Isanders pay £2.4m more for deliveries
Customers in the Western Isles are paying over £2.4 million a year extra for delivery charges compared with their counterparts in the central belt of Scotland.
That is the key finding from research by the Scottish Parliament Information Centre which has led to renewed calls for legislation to clamp down on excess charging for deliveries to the Highlands and Islands.
It is the first time research has focused purely on differentials within Scotland rather than the UK as a whole – and the results highlight that this is almost entirely a Highland and Islands issue with almost 90 per cent of additional costs for the whole of Scotland concentrated in the region.
SPICe states: “All previous estimates were based on the additional cost to Scotland of parcel delivery surcharges relative to the rest of the UK … this 2021 costing is instead estimating the additional cost to Scottish adults in areas commonly impacted by parcel delivery surcharges relative to the rest of Scotland”.
Broken down by Parliamentary constituencies, the total in surcharges for the Highlands and Islands is £44 million with the figure for Na h’Eileanan an Iar estimated at £2.406 million. This has escalated in line with increased reliance on on-line shopping during the pandemic.

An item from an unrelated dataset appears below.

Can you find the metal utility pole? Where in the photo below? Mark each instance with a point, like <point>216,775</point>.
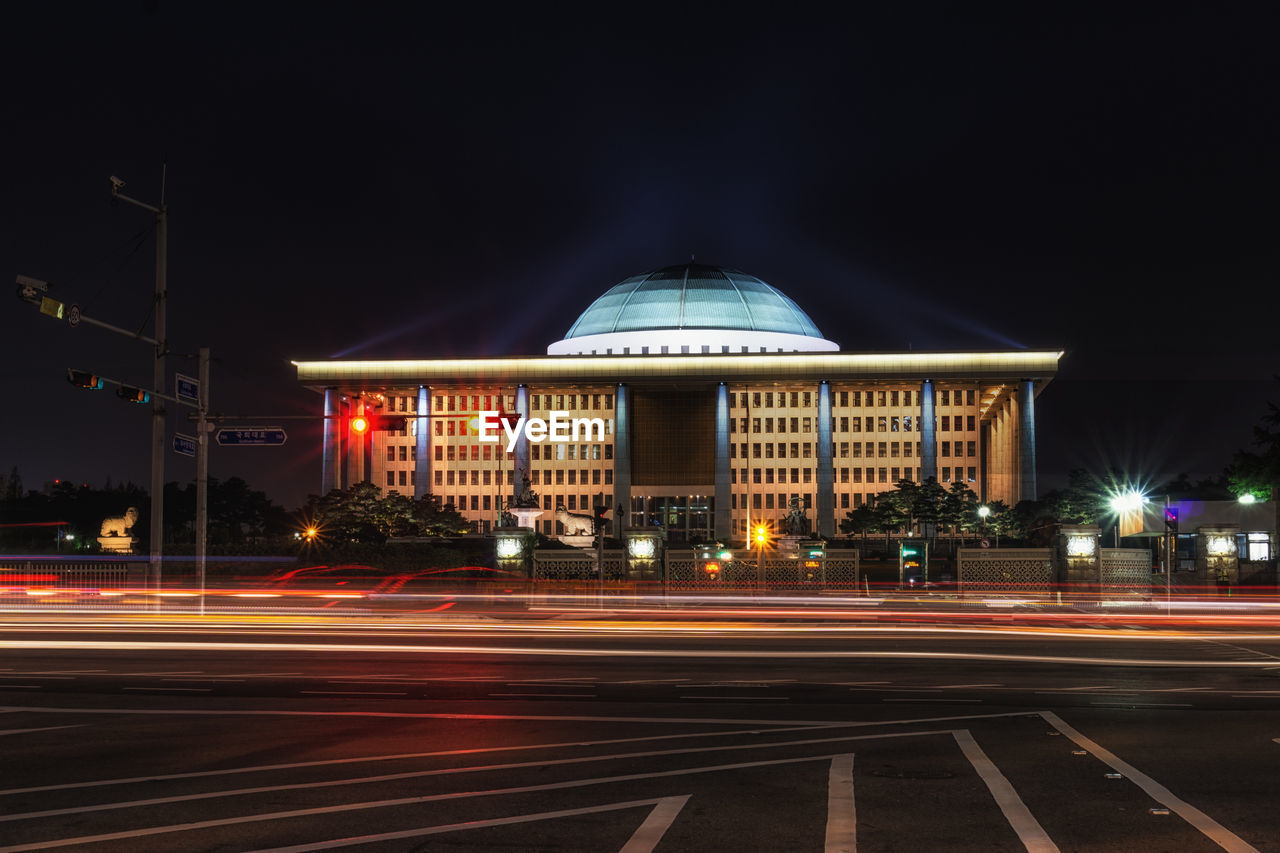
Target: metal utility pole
<point>202,474</point>
<point>161,345</point>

There is no breakdown provided of where the excess charges come from – whether they result in excess profit to the retailer or are in excess of actual delivery costs incurred by hauliers. In a recent House of Commons debate, a Government minister said that a review of the issue is being carried out.
While the Royal Mail is legally obliged to deliver parcels throughout the UK at a flat rate, many retailers choose to use private distribution networks which are not covered by legislation and consumers are warned to check delivery costs before ordering on-line.
Western Isles MSP Alasdair Allan said: “The fact some national couriers and retailers still administer surcharges for deliveries to certain areas of Scotland, including the Western Isles, absolutely cannot be justified. Why should someone in the islands have to pay so much more for the same product than someone in the Central Belt, or in the south of England?’